Terry Reedy tjreedy at udel.edu
Sun Sep 22 01:55:05 CEST 2013


On 9/21/2013 6:15 PM, R. David Murray wrote:
> On Sat, 21 Sep 2013 17:16:41 -0400, Terry Reedy <tjreedy at udel.edu> wrote:
>> When an AttributeError is raised in a __del__ method, it is caught and
>> ignored, except that it is not completely ignored but is replaced by a
>> warning message sent to stderr.

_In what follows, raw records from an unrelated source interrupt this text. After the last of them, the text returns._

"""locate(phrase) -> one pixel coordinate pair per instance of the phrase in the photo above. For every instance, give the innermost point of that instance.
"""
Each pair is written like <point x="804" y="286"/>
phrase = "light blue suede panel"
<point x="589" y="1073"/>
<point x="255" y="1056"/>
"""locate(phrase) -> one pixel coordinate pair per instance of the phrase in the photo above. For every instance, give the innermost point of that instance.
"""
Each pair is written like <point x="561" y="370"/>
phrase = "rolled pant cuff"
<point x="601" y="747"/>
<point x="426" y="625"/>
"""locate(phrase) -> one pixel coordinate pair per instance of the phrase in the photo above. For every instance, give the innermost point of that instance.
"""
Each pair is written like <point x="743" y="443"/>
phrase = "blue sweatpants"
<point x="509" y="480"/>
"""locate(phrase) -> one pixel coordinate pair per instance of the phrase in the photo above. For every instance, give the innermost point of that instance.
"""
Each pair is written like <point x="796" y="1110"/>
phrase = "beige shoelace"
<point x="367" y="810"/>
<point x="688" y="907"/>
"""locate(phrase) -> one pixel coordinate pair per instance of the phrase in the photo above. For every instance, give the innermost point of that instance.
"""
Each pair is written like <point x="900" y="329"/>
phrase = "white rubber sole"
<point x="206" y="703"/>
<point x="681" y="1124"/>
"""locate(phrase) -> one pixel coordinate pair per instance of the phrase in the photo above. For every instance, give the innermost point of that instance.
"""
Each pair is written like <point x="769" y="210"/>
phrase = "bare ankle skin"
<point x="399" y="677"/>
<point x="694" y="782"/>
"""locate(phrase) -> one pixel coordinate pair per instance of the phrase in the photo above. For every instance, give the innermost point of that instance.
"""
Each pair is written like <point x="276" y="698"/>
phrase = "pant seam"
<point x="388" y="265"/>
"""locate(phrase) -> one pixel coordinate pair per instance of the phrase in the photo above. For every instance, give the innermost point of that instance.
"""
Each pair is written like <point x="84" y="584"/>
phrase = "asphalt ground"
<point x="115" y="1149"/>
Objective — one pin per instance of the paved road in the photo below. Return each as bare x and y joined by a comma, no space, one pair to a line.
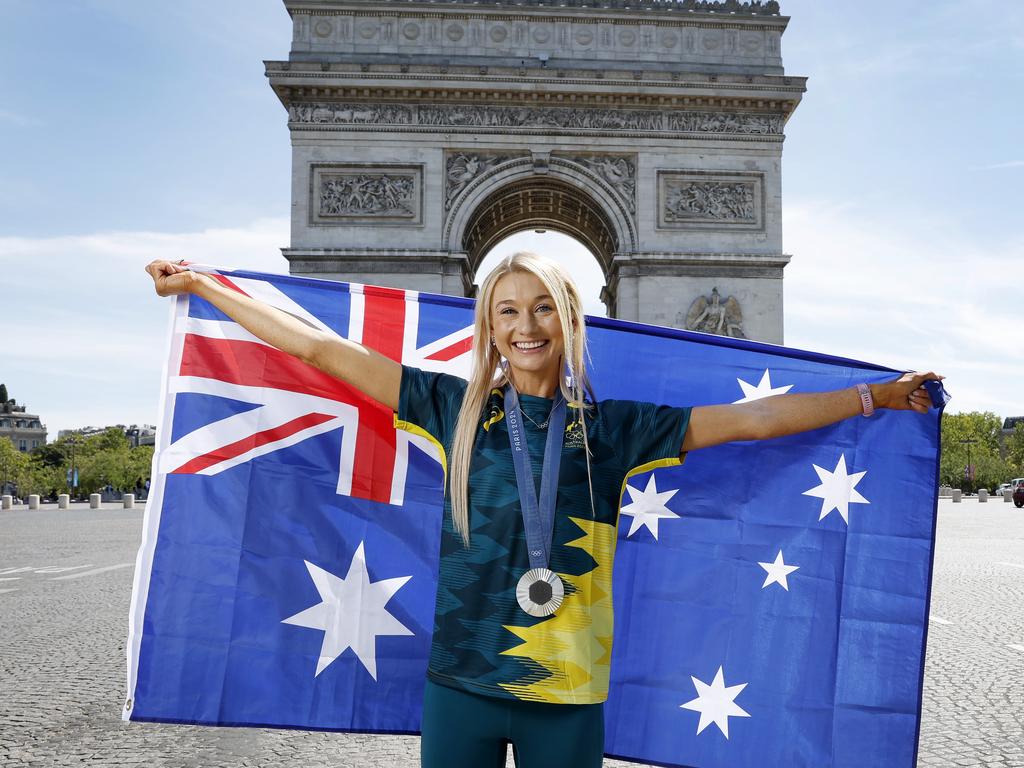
66,583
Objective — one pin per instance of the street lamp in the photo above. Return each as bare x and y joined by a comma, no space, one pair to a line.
969,472
73,478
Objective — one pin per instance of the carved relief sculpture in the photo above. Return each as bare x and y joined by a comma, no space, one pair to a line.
710,200
619,171
368,195
710,315
462,168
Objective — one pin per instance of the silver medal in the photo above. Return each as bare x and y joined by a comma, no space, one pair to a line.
540,592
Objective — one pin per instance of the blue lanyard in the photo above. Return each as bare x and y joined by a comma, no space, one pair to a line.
538,519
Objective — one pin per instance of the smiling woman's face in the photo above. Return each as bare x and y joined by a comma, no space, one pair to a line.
527,331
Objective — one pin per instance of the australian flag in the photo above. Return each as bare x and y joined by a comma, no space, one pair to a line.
770,599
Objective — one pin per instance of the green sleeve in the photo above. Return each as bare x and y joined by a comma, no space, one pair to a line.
430,401
643,432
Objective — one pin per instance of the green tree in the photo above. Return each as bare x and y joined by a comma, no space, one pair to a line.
1015,450
990,467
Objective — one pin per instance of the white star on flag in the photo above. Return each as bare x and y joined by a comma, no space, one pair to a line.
351,612
716,702
838,489
647,507
777,571
763,389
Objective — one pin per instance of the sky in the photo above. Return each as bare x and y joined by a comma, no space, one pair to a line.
138,130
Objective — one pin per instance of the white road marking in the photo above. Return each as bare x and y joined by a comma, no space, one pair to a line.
93,571
61,568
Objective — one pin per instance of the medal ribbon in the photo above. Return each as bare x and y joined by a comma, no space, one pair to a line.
539,519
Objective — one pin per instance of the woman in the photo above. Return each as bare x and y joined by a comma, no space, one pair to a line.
522,634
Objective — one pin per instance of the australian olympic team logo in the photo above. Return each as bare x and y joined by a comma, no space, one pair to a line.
573,435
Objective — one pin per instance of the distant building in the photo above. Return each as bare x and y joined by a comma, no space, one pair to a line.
137,435
20,427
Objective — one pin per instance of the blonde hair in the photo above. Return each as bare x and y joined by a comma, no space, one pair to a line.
488,374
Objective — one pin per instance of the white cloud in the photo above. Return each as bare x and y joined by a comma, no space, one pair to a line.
84,331
999,166
908,294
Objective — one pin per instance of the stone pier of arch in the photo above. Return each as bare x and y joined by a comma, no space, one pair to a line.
425,132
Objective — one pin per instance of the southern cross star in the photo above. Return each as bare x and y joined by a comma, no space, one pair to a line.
777,571
838,489
647,507
763,389
351,612
716,702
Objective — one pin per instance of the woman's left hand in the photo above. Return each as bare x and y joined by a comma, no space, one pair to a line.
906,393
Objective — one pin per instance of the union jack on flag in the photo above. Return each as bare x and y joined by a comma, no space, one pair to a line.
771,599
296,401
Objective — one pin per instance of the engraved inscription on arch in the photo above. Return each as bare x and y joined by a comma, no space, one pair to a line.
456,115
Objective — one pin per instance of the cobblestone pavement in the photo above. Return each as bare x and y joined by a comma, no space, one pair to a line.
62,665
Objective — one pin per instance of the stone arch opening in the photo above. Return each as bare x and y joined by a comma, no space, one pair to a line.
540,203
568,251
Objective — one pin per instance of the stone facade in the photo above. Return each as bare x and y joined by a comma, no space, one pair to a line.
25,430
425,132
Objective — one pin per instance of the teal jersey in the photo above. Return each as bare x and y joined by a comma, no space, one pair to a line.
483,642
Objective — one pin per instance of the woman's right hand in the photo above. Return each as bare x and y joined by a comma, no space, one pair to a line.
170,279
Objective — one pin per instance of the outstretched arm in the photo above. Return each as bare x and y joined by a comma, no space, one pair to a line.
365,369
790,414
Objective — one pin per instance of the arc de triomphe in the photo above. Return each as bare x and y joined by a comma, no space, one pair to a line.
650,130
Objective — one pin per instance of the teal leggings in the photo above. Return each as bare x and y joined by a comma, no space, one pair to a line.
467,730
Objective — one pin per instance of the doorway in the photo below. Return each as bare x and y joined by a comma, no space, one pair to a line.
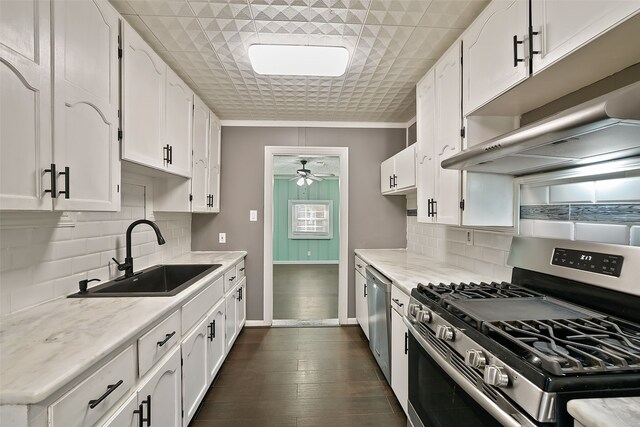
305,242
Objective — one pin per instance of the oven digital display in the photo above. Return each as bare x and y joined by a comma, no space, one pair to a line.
607,264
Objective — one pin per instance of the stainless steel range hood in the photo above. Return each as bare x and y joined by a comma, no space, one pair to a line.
604,128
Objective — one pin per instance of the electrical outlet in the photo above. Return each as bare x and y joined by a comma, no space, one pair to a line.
469,239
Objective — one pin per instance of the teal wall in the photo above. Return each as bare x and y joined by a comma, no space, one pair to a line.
285,249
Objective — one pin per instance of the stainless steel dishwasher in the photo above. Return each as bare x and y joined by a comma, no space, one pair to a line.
379,305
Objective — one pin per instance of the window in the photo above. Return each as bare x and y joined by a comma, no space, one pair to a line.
310,219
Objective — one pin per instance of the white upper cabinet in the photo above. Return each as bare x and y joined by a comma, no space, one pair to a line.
143,102
199,189
425,129
563,26
86,103
178,120
25,105
495,56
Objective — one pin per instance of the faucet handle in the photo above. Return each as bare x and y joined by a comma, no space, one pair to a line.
121,265
83,284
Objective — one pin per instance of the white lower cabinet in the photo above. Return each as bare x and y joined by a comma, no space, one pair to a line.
362,309
194,369
399,347
160,395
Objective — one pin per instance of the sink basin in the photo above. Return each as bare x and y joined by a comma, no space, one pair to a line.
156,281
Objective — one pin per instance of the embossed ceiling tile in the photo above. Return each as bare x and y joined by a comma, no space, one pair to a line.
144,31
177,33
429,42
219,9
278,12
397,12
161,7
452,14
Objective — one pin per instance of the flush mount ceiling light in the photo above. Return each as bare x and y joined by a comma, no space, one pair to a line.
291,60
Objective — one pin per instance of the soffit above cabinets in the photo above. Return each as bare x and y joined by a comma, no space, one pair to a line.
392,43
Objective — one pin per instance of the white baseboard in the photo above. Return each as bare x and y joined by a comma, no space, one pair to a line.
256,323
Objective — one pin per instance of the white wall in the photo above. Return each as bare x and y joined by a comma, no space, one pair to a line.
43,262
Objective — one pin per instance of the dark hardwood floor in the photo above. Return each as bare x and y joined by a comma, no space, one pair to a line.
305,291
300,377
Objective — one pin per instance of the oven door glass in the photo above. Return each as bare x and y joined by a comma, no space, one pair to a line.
436,398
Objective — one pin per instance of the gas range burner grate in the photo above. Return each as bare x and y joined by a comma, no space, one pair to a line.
438,293
571,346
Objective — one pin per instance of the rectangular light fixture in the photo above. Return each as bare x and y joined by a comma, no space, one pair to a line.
293,60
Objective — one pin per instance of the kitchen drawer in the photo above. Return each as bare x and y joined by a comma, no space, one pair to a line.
201,304
74,408
399,300
230,278
153,345
361,266
240,271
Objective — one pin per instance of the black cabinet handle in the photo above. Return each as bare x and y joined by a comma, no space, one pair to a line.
139,412
406,343
516,42
66,182
166,338
95,402
147,402
52,190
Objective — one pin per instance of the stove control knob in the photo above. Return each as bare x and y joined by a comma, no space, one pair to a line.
475,359
445,332
495,376
414,309
423,316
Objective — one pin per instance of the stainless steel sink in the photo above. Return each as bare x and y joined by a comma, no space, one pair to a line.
156,281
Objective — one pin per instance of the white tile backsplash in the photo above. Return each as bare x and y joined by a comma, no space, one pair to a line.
44,262
577,192
604,233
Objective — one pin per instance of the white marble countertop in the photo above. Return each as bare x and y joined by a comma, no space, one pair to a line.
407,269
45,347
606,412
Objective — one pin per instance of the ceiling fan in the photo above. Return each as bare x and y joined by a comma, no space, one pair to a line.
305,177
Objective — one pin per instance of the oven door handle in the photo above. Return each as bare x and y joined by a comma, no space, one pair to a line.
501,416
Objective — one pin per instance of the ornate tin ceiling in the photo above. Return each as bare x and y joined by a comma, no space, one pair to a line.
392,43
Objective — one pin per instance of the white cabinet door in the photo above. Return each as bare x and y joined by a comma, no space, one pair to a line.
199,191
25,105
425,128
178,118
213,181
493,60
128,415
86,103
160,394
387,169
565,25
241,314
143,102
362,309
399,359
230,325
405,168
215,341
194,369
447,136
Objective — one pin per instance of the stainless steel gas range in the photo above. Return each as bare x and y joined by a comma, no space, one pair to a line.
566,327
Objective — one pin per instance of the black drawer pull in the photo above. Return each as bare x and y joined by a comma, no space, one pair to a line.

Example:
>>   >>> class C():
>> 	def __del__(self): raise AttributeError
>> 	
>>   >>> c=C()
>>   >>> del c
>> Exception AttributeError: AttributeError() in <bound method C.__del__ of
>> <__main__.C object at 0x000000000351A198>> ignored
>
> This is a replacement for a traceback.  In later Python versions, the
> full traceback is printed.

The above is 3.3.2. In 3.4.0a2, the traceback of the ignored exception 
is indeed printed.

Exception ignored in: <bound method C.__del__ of <__main__.C object at 
0x00000000039946D8>>
Traceback (most recent call last):
   File "<pyshell#0>", line 2, in __del__
AttributeError:

> In the general case it represents a bug in
> the code that should be fixed.  Most such errors arise from the vagaries
> of module finalization (such as your issue 19021),

Lets call that a buglet ;-). Not really harmful, but annoying. Accepting 
that even such buglets 'should' be fixed in the stdllib, so that the 
message does not appear, is there any reason *not* to make it a 
RuntimeWarning so that users who care about clean output can filter it 
out while waiting for us to fix it?

This would be a separate issue from #12085.

 > but not all of them
> do: the rest represent real bugs in __del__ methods (which are executed
> asynchronously in the general case).

Which is why the message should be printed, so the developer can decide.